Brendan: Yeah. So, sometimes we hear this about social security or pension income that people stand to collect in retirement. And they’ll say that they consider whatever the income payments are that are guaranteed over their lifetime or a period to be part of their bond allocation in the portfolio and then they try to base their other investments off of the fact that they have X coming in pension or social security income per year.
Tim Mullooly: Now on paper that that sounds like a decent idea, but what do you think is the issue with that?
Brendan: I file that under the category of things people say during a bull market because while you could do the math and say, “If I have this per year in income coming from social security and that would mean to to throw off that income, that would mean X hundred thousand dollars in a bond investment in bonds … they’re not going to do the same … they’re not going to perform the same functions that actually having the bonds would.”
The big reason that we have bonds in client accounts is not because they throw off whatever percent in income each year. It’s more so to lower the volatility of the account and to balance out some of the risks from the stock side, not so much to say we’re collecting our two or 3% income on these investments.
Tim Mullooly: So, having that social security as your bond portfolio would essentially do the opposite of what a bond in your actual portfolio would do in that sense of lowering the volatility because if you have your social security as a “bond,” then your actual investment portfolio is going to be have more heavily weighted to stocks, which means when the market fluctuates, you’re going to get all of that.
Brendan: Right. It’s really just mental accounting. It’s how you want to think about it. I do not recommend thinking of social security or pension income as part of your bond allocation because I don’t really think that people can handle it and I don’t think that it serves the same purpose.
And something that Mike said in this blog post was that not everything is a stock or a bond. You have stuff on your balance sheet like a house. Your House isn’t a stock because the price of it goes up and down over time. It does. It Fluctuates. It’s a house. It’s not a bond either because you don’t have to pay rent and you just pay your mortgage.
It’s not a stock, it’s not a bond. It’s a house. A house is a house, and your social security is social security. It’s not a bond. It’s not a stock.
His recommendation, which is the approach that we take here, this is just the fundamentals of what we do for clients. Instead of thinking of your social security income like X% in bonds in your portfolio, you need to just go through basically the financial planning process. You figure out what you’re going to have from social security, from pension income, from maybe part time work that that you’re going to do in retirement.
Take that number, figure out what you need on a month-to-month basis, and whatever the gap is between those two numbers is what you’ll need to withdraw from your portfolio to live on. And then take that amount and you can kind of back into what makes sense in terms of how much to have in stocks and bonds in your portfolio based upon that.
And I think that will most likely align your portfolio a lot closer to your situation than just saying like, “Well this is the bonds and then we’re going to do whatever else.
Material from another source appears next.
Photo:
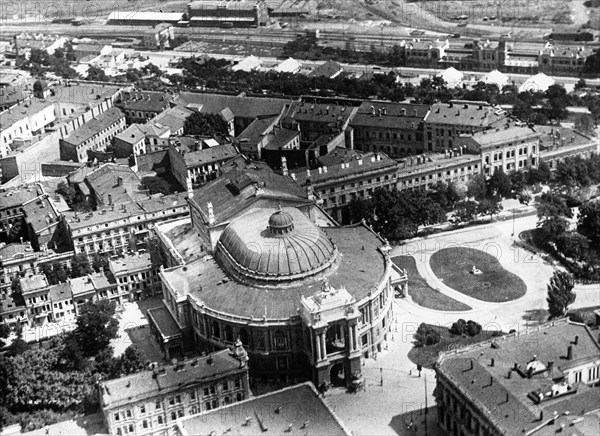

Yeah, it just seems like a more neat way to do it. And you can manage the total portfolio of stocks and bonds for total return, not select investments based upon their yield only. I think it just leads to a cleaner portfolio that just makes more intuitive sense. It’s a simple process.
Tim Mullooly: It seems like a more realistic, human, real life application of a way to construct a portfolio because it’s on paper, yeah, you could think of social security as a bond. But in the real world, not many people are going to be able to be okay with that when the market starts going up and down and their full stock portfolio is going crazy.
So, it’s what you laid out and what he laid out is much more a realistic application of social security.
Brendan: No doubt.
Tim Mullooly: That’s going to wrap up episode number 258 of the Mullooly Asset podcast. Thanks for tuning in, and we’ll catch you on the next one.